By the next day he decides to throw in with Lee Yoon and proceeds to rescue the bunch of scholars arrested for the next massacre, telling them he himself is Lustful Scholar. After the scholars have been sent to safety he supports their families with food money and land, again under the name of Lustful Scholar. Public sentiment turns towards Lustful Scholar and against what is understood to be the government but is actually the caprice of a blood-sucking monster. Oh yeah in this bunch of episodes Yang Seon turns out to have magical vampire-healing delicious blood, leading to KSY repeatedly trying to send her away, since he craves it.

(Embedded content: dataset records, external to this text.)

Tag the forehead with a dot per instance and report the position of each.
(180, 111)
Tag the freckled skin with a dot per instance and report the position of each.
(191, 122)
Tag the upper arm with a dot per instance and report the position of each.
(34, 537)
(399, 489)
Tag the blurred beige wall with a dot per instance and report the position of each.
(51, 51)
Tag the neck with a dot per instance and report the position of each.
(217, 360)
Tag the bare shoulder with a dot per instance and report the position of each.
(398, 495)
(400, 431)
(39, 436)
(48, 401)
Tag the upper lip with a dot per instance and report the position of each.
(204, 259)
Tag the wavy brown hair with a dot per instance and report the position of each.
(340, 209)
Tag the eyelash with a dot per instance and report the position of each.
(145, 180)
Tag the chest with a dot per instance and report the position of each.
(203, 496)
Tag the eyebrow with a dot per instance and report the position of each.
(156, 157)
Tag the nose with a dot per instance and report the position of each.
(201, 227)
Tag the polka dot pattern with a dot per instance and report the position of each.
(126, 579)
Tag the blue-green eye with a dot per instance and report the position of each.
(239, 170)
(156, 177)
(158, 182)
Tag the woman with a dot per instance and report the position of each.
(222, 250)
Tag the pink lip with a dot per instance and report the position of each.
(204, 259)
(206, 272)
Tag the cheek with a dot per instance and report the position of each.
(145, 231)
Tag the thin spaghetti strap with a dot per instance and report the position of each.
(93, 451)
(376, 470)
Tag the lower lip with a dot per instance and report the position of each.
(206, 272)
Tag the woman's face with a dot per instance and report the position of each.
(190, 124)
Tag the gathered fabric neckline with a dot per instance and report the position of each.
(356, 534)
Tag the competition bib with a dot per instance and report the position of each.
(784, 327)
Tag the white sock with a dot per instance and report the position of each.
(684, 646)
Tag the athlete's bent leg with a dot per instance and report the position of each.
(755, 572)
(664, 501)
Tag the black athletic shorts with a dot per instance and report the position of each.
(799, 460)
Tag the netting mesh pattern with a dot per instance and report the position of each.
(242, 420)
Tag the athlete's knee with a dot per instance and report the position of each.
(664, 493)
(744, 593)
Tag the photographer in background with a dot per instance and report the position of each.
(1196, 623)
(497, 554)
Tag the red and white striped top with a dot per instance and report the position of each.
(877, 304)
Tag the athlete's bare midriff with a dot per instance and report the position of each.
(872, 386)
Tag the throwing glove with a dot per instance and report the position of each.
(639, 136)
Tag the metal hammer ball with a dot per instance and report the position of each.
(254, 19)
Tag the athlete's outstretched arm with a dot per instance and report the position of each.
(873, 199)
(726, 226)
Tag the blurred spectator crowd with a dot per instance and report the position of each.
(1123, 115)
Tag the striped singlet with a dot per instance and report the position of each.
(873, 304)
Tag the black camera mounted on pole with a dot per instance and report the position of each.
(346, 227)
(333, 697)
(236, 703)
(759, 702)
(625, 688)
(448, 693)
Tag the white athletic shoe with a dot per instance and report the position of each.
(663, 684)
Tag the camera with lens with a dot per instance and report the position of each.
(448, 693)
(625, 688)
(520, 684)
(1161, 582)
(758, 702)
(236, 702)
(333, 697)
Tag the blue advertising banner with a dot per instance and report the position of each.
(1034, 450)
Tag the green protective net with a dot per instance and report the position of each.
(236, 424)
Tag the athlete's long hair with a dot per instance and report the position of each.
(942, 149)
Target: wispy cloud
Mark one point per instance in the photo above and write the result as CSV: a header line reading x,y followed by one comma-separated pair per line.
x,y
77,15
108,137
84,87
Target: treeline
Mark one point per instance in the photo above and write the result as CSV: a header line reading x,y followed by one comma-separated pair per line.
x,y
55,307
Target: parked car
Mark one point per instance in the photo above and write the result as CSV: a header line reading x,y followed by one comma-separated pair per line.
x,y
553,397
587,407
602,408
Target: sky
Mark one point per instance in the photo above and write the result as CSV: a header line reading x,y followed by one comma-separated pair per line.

In eps 5 – 8 Kim Seong Yeol wears
* Same smoky grey/blue over white with the same hat beads as before.
* Purple surcoat over heavy turquoise silk damask hanbok, red cord belt. Same hat beads. Turquoise has a purple bloom.
* Ecru silk surcoat with painted rose, purple, yellow and grey flowers all colours muted/dusky; asymmetric on both shoulders continuing down to mostly the right side front skirt panel; over black and dark grey heavy damask hanbok with plum coloured double cord beaded belt. Hat beads are gold and cream small round beads interspersing variegated tan and faun long beads, could be made of horn? This outfit is stunning.

Kim Seong Yeol is seen putting this on – it's heavy and he needs help with it from Ho Jin – the morning after his sanguinary lapse so I guess he has had a long bath and made himself feel better with some self care, self talk and hardcore meticulous grooming.
posted by glasseyes (2 comments total)
 
Taekkyeon, the first martial art to be designated as UNESCO Intangible Cultural Heritage.

It's impossible not to notice how graceful and spare Kim Seong Yeol's fighting style is and I think it is based on taekkyeon. Ok so as a supernatural being he's supposed to be able to defeat a human with his bare fingernail but the aesthetics of taekkyeon looks very suited to portraying this. Me in my deep ignorance of martial arts will try and explain what I found on the internet as follows.

Going by TSWWTN itself and youtube, if an opponent dances up to you, slides between all your moves and delicately tips you over while you're in the fullest stretch of an attack, that'll be taekkyeon. They may also have kicked you in the head before you've seen them coming. Or, as shown a few seconds later in that last clip, if an opponent leaps lightly onto your shoulders and again gives you a sound kicking, leaping down while you yourself fall not so gently to the ground, that's also likely to be taekkyeon. Done in costume and including a lot of wire work, the Night Scholar's fights tend to be gorgeous, and the climactic fights between the vampires resemble the courtship dance of cranes (@19 secs). It would be a terrific spoiler to link the fight that most resembles that here, so I won't.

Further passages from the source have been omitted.